There are several different outcomes that can arise after a worker suffers a disabling work injury in Illinois. With respect to future work, the most prevalent outcome for those who suffer a serious injury is to stay out of work under a doctor's care until the doctor releases the individual to go back to work. During the period of disability, the worker collects workers' compensation benefits without regard to who caused the accident.
The benefits include payment for lost wages based on a statewide statutory formula and payment of all reasonable medical expenses necessary to treat the person. An injured worker who suffers a less severe injury may return to work much sooner, either with or without restrictions. If the injury did not fully incapacitate the individual, he or she may return to work with a treating physician's specified restrictions. This may mean, for example, that the worker will not be allowed to lift more than a certain number of pounds.
Another option sometimes made available is to return under light duty. The employer may decide to put the worker on another job that does not involve the same physical demands as the worker's normal job. This can be a temporary or permanent transfer. The path that an injured worker follows after suffering a workplace injury depends largely on the medical records and, above all, on the medical opinion expressed in writing by the treating physician.

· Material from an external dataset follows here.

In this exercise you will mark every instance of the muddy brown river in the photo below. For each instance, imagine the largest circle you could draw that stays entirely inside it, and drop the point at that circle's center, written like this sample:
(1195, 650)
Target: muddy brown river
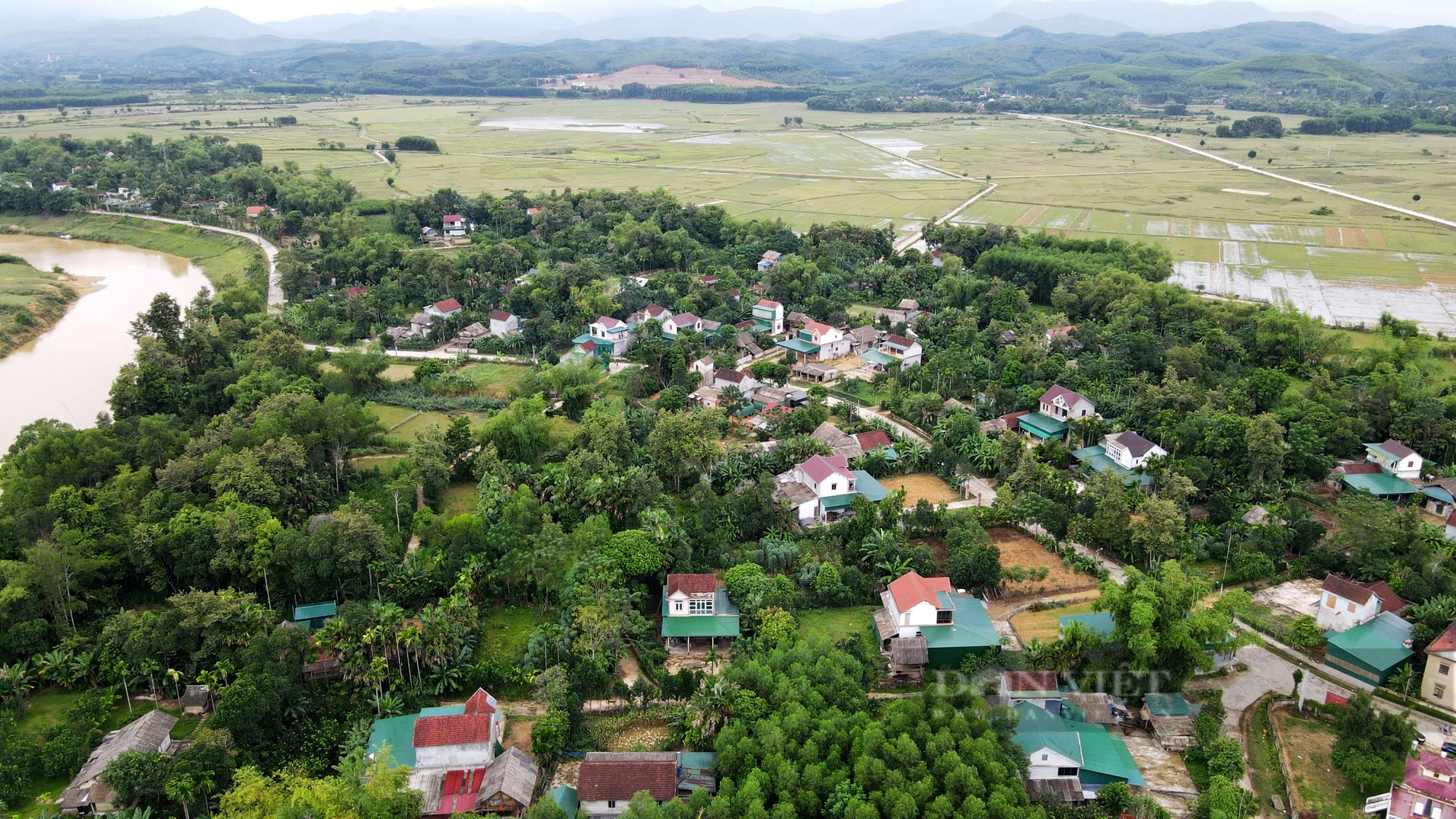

It is therefore important for the injured worker to follow precisely the treatment regimen set forth by the doctor and to be responsive to all of the doctor's orders. Sometimes, the employer and/or its workers' compensation insurer do not agree with the treating physician's determination that the worker is still disabled or that special restrictions are still necessary. If that kind of conflict arises, the worker will be well-advised to immediately consult with an Illinois attorney who is experienced in handling compensation claims on behalf of those who are injured at work.